La necessità di una ““facilitazione digitale” ci è stata peraltro raccomandata direttamente dal Consiglio Europeo, il quale ci ha dato una metaforica tirata d’orecchi facendoci notare sia necessario “migliorare l’apprendimento e le competenze digitali, in particolare per quanto riguarda gli adulti in età lavorativa e l’apprendimento a distanza”.

Il servizio civile digitale non servirebbe quindi ad aiutare i vecchiarelli a usare uno smartphone – non solo, perlomeno -, ma ha consolidare le basi di un mondo lavorativo in cui sempre più persone devono saper manovrare applicazioni, gestionali o anche solo destreggiarsi all’interno dei servizi online delle Poste Italiane.

Il tassello essenziale di qualsiasi transizione, soprattutto quella digitale, sono le persone.
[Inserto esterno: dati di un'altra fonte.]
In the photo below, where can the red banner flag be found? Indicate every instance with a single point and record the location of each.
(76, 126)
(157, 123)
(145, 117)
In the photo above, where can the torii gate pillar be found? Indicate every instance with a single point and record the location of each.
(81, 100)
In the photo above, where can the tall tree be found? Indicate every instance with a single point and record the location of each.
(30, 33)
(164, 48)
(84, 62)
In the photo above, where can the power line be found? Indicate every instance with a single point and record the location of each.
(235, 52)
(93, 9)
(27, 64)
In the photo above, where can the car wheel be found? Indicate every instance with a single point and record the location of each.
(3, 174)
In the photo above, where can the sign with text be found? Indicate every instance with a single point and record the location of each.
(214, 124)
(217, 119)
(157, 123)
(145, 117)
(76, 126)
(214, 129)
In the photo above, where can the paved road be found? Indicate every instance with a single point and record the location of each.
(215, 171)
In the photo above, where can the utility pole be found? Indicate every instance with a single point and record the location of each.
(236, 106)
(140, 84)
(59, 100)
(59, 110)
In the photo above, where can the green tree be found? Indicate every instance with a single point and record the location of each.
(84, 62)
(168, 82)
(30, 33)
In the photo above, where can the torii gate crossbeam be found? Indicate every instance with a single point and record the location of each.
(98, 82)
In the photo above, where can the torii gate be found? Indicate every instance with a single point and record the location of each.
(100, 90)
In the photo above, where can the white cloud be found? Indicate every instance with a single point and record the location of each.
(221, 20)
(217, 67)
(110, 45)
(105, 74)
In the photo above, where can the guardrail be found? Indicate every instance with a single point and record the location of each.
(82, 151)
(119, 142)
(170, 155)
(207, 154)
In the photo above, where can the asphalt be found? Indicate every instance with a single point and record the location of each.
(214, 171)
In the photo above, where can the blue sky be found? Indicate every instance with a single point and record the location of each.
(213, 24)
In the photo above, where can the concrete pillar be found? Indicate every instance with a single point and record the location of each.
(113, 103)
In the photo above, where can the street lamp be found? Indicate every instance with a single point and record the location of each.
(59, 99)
Grazie al Servizio Civile Digitale tanti giovani potranno aiutare le fasce più bisognose della popolazione ad acquisire le ormai imprescindibili competenze necessarie per esercitare una piena cittadinanza digitale.

L’obiettivo dell’Italia è colmare il divario di competenze con almeno il 70% di popolazione digitalmente abile entro il 2026. Non possiamo trascurare il capitale umano, abbiamo il dovere di rafforzare e incoraggiare le competenze perché grazie al digitale possiamo costruire una società più moderna e inclusiva,

ha dichiarato Vittorio Colao, Ministro dell’Innovazione tecnologica e la transizione digitale.